Restaurant information
- Established: 2016
- Owners: Andrew Bassett Jeremie Thompson
- Food type: Cafe
- Location: 44 Elgin Street, Ottawa, Ontario, Canada
- Other locations: 2
- Website: www.lvcoffee.ca

= Little Victories Coffee Roasters =

Coffee roaster in Ottawa, Ontario, Canada

Little Victories Coffee Roasters is a coffee roastery and small chain of cafes located in Ottawa, Ontario.

==History==
The business was started by Andrew Bassett and Jeremie Thompson, two friends who had worked as baristas since their teenage years and sought to open their own concept. The pair started out selling their beans from the back of a bicycle repair shop in Ottawa's Hintonburg neighbourhood in 2016, before opening their first brick-and-mortar location in The Glebe in 2017.

During the early stages of the COVID-19 pandemic the cafe temporarily closed to in-person dining and switched to becoming a coffee bean delivery service to stay afloat.

They opened a second location in 2021, serving as the cafe's flagship, on Ottawa's Elgin Street and around the corner from Parliament Hill. A third location, focused entirely on pour over and AeroPress-style coffee, opened in 2024, situated in Downtown Ottawa.

==Concept==
The cafe offers Australian-style coffee, including items rarely found in Canada such as Aussie capps and magic coffee.

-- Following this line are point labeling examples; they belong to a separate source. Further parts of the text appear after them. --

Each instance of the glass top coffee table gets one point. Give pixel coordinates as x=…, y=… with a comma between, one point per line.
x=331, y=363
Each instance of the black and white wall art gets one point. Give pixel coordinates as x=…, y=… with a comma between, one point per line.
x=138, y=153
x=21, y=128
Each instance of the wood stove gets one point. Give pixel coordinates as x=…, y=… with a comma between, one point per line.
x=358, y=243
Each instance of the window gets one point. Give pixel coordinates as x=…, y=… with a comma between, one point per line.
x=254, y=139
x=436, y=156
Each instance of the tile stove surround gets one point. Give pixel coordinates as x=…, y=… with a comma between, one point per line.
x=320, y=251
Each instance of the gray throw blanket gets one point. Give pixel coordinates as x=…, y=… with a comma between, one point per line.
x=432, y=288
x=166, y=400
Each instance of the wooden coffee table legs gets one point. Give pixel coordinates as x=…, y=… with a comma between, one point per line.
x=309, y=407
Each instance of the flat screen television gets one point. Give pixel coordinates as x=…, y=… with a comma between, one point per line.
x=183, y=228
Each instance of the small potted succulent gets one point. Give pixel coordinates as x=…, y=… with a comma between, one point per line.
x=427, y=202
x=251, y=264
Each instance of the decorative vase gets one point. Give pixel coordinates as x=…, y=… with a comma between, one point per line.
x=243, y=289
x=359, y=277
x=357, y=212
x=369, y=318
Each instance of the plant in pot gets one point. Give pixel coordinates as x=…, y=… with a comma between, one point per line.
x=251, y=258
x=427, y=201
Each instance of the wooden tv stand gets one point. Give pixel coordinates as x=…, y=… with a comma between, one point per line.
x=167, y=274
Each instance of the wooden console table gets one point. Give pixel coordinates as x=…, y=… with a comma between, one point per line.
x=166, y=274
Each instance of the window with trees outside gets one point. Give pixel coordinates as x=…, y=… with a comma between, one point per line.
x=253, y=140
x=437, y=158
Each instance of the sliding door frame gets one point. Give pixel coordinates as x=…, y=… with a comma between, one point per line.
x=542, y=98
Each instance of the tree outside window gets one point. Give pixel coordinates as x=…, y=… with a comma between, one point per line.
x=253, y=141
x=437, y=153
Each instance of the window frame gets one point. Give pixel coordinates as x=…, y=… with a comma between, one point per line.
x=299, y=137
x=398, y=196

It discourages individuals from using the cafe to work, not providing wi-fi and treating the business as a "destination driver", providing an attractive space where individuals would feel comfortable sitting with friends and have conversations.

As a coffee roaster, Little Victories also sells its beans directly to consumers and to other restaurants and coffee shops for use.

==Recognition==
The cafe ranked #71 in the debut World's Best Coffee Shops list, one of three Canadian coffee shops to appear on the list.

Online coffee publication Sprudge recommended Little Victories as a must-visit cafe in Ottawa, highlighting its Austrian-style drinks.